What would be the best way to go about it if it's possible?

PS: Never dealt with Zfs mirrors so. Plus running drive is GELI encrypted
 
You could use zfs-send()/zfs-receive() or alternatively dump()/restore(). The latter is filesystem agnostic.

You can send a zfs stream over a ssh session, i.e.
Code:
doas zfs snapshot zroot/something@snapshot
doas zfs send zroot/something@snapshot | ssh remoteserver doas zfs recv zroot/something_different

Replace doas with sudo or whatever floats your boat. This also works with incremental snapshots.
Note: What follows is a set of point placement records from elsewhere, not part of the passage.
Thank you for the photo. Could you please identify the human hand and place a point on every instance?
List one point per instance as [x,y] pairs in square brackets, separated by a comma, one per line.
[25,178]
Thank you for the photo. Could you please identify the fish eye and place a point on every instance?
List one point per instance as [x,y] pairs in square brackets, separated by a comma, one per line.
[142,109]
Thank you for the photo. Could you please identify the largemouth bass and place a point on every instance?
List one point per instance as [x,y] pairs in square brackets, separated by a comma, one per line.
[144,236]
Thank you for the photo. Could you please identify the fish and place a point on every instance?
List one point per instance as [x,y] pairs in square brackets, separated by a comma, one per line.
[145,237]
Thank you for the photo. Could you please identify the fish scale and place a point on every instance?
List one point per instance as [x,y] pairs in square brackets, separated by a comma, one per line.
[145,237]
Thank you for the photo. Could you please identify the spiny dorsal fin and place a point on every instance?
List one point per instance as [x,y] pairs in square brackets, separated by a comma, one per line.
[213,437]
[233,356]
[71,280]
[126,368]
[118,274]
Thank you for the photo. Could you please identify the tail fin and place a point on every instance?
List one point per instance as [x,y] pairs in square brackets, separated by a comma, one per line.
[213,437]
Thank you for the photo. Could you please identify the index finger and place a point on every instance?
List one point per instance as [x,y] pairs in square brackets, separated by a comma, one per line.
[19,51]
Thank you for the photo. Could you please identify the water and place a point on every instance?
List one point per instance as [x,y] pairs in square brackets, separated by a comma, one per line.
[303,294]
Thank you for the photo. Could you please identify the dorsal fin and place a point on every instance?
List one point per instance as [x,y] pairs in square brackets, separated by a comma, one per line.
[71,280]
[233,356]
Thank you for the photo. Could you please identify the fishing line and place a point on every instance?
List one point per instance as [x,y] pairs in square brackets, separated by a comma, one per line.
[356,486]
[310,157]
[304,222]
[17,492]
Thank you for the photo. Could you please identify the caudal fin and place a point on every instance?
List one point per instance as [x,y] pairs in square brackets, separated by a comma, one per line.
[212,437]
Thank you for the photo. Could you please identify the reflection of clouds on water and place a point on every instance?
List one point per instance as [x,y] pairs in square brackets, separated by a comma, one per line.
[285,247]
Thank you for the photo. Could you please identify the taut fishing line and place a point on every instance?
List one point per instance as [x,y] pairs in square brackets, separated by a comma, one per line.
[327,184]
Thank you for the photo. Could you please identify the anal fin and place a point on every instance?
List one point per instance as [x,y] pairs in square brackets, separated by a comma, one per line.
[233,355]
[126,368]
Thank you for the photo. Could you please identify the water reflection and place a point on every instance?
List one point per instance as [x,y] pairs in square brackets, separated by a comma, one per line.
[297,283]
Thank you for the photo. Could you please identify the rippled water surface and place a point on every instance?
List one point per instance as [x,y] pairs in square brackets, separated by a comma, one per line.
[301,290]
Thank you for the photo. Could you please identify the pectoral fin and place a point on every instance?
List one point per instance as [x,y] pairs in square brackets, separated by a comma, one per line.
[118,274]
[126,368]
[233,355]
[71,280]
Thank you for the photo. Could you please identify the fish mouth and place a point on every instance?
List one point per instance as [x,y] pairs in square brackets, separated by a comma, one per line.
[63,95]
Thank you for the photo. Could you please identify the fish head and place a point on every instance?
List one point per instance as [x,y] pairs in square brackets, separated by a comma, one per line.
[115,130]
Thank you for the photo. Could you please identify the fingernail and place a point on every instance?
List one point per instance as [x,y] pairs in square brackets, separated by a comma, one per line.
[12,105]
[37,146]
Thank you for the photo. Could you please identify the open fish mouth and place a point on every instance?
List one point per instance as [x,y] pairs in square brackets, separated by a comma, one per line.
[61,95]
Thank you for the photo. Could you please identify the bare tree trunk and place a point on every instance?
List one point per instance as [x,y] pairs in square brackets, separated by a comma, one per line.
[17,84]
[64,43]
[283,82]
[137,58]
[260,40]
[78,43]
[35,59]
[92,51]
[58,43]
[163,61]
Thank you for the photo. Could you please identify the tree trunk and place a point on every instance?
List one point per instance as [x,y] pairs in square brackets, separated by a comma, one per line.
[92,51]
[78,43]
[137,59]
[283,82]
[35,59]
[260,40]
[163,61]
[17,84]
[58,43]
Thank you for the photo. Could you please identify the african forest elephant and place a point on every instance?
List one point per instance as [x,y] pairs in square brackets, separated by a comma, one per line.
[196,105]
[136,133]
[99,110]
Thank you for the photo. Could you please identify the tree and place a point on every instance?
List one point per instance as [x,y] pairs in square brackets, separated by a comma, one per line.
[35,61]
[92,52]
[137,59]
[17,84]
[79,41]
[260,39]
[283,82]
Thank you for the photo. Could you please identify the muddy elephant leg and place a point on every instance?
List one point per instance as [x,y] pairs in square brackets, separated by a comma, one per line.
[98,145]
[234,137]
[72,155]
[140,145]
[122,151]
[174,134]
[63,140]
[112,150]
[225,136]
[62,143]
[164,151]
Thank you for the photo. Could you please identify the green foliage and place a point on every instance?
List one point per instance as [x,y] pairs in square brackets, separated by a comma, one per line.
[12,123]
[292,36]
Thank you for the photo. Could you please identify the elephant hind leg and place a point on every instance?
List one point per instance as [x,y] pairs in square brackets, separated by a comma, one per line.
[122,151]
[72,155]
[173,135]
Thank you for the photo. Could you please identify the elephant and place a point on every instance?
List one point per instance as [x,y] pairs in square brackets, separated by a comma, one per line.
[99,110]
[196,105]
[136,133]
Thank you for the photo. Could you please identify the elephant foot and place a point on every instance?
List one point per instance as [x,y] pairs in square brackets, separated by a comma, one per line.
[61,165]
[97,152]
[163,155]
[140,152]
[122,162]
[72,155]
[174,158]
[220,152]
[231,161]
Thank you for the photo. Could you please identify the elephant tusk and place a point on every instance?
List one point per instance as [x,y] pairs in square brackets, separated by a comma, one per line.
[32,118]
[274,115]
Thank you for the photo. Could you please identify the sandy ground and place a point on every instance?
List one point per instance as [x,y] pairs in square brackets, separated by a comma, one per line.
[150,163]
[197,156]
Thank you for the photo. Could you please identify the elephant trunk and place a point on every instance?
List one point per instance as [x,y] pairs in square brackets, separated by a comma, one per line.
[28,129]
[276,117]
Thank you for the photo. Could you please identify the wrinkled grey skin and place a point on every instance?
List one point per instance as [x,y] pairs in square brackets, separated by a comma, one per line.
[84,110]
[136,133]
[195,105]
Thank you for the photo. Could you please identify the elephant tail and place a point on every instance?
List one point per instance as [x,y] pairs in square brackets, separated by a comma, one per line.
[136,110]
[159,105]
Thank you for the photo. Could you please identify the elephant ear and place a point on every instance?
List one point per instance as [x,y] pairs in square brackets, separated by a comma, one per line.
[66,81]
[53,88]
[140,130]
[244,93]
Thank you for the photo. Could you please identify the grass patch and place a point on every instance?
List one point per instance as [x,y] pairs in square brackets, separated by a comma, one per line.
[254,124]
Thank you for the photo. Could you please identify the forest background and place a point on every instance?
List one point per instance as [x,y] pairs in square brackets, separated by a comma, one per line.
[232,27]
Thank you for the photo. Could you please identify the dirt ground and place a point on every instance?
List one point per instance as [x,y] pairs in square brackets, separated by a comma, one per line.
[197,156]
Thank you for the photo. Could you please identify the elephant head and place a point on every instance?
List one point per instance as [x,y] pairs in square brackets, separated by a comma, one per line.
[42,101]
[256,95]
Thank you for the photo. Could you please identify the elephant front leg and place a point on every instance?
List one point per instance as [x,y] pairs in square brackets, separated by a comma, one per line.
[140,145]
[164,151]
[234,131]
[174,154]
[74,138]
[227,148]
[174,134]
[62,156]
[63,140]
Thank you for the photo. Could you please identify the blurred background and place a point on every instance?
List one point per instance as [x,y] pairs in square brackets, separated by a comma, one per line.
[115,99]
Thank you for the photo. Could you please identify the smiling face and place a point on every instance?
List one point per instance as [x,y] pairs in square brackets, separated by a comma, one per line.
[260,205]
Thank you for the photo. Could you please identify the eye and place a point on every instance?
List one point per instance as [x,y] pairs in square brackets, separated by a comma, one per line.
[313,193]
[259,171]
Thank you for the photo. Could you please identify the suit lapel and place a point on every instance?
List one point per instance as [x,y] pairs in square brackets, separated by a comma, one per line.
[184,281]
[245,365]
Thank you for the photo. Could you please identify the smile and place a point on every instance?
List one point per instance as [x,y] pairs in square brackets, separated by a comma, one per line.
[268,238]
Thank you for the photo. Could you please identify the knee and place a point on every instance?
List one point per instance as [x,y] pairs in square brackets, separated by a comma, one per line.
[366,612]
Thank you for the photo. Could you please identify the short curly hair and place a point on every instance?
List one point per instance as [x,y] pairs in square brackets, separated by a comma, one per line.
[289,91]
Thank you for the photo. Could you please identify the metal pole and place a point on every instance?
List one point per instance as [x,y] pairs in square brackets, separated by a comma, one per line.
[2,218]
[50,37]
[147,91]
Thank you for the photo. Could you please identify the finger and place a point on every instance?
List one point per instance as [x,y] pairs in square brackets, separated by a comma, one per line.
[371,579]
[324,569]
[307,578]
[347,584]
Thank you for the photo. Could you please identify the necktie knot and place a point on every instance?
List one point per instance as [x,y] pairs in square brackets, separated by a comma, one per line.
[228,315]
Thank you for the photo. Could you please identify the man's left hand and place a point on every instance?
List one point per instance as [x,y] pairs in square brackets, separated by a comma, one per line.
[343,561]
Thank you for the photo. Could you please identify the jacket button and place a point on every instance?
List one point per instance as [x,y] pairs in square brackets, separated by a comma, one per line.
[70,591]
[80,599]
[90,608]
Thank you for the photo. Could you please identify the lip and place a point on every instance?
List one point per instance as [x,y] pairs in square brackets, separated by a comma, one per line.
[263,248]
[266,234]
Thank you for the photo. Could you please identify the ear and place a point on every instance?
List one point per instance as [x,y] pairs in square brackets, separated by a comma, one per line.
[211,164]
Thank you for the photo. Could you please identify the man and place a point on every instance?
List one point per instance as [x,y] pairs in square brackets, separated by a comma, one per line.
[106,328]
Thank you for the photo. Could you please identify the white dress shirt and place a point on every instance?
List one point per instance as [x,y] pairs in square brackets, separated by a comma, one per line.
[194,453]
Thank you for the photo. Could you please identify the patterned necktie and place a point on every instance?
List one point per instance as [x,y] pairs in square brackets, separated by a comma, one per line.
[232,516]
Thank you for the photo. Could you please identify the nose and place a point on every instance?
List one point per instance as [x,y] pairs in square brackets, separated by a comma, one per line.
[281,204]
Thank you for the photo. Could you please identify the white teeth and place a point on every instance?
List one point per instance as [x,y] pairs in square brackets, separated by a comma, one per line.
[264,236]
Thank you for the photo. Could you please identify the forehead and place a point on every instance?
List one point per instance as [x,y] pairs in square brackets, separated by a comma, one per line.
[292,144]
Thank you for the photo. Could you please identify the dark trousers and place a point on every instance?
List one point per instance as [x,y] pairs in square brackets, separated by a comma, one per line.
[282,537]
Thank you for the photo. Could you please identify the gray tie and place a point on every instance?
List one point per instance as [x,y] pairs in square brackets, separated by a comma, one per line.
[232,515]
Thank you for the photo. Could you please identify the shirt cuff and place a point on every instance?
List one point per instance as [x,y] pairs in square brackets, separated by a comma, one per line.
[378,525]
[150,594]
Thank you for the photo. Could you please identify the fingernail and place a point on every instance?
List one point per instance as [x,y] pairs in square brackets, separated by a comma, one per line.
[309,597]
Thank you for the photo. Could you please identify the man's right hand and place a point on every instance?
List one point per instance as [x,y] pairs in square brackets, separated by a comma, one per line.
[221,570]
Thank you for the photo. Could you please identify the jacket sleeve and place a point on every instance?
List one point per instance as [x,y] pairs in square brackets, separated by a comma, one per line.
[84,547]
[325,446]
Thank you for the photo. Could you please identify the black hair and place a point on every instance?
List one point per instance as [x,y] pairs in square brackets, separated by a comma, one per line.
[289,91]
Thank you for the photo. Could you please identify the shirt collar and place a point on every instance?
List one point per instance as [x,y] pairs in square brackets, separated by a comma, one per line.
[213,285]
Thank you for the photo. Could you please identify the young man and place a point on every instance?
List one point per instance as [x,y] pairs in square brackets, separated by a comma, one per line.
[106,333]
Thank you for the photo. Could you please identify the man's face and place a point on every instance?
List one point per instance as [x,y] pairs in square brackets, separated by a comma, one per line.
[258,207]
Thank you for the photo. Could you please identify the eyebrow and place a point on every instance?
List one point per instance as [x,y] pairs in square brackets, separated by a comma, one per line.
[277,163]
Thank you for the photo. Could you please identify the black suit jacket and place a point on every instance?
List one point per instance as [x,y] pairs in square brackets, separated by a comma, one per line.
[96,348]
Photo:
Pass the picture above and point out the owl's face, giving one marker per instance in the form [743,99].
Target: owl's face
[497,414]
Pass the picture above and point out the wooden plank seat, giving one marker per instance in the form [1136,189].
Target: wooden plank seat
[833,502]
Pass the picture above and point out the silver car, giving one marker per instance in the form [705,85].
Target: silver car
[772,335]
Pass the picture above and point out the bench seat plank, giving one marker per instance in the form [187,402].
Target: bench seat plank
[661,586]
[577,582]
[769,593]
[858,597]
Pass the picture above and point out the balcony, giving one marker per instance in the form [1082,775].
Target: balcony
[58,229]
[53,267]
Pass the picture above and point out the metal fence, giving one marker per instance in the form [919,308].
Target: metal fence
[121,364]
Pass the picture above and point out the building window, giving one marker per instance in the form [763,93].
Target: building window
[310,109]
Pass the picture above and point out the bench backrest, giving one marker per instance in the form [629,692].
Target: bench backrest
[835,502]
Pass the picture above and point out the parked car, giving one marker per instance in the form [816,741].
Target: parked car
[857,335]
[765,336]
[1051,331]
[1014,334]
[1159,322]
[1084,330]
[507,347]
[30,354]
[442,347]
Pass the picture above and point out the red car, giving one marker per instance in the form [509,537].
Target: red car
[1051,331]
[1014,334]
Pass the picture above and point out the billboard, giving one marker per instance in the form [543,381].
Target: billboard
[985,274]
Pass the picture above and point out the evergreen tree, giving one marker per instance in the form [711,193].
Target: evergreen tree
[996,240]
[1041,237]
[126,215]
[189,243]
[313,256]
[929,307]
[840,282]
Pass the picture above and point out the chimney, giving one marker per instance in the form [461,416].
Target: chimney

If you do cross the 300GB, you'll have some issues though. It probably is not a good idea to backup to a server with less capacity than the original system, you are backing up. Particularly, if you want to do incremental backups.
 
Also depends on whether the primary system already has compression on. If not and if the files are compressible then the backup disk lasts longer if you turn on compression on the backup.

A stupid trick against overflow would be to create a 200 GB file filled with junk and exclude it from the backup. That way you won't add too much to the primary.
 
Dear Tracker,
you might want to delete snapshots of boot environments which are no more required for you. This would free some space.
 
You can send a zfs stream over a ssh session, i.e
It's actually a local disk - but thanks this is useful to know zfs send/recv. Isn't there an option though where I could just connect the backup disk occasionally to the system and it would automatically mirror the contents? I was under the impression it worked that way.
Replace doas with sudo or whatever floats your boat. This also works with incremental snapshots.
I haven't used doas .... will try to read up on sudo vs doas.
Particularly, if you want to do incremental backups.
What is it about incremental backups specifically?
Also depends on whether the primary system already has compression on. If not and if the files are compressible then the backup disk lasts longer if you turn on compression on the backup.
`zfs get compression` give lz4
you might want to delete snapshots of boot environments which are no more required for you. This would free some space.
That makes sense - although I've had a nasty experience where my zfs got corrupted and had to rely on BEs to save the day - so I'd rather have a few of them
A stupid trick against overflow would be to create a 200 GB file filled with junk and exclude it from the backup. That way you won't add too much to the primary.
Not sure I follow - do you mean I should fill up primary disk with junk? I suppose any kind of mirroring would copy that as well - maybe I am unable to understand what you're suggesting.
 
Not sure I follow - do you mean I should fill up primary disk with junk? I suppose any kind of mirroring would copy that as well - maybe I am unable to understand what you're suggesting.

That would only help if you use a backup method that allows you to exclude the junk file. Rsync, or zfs subfilesystems leaving one out.
 
I was somehow under the impression that zfs raid/mirror setup might work automatically when connecting to the system and mirroring contents automatically. Guess I was wrong.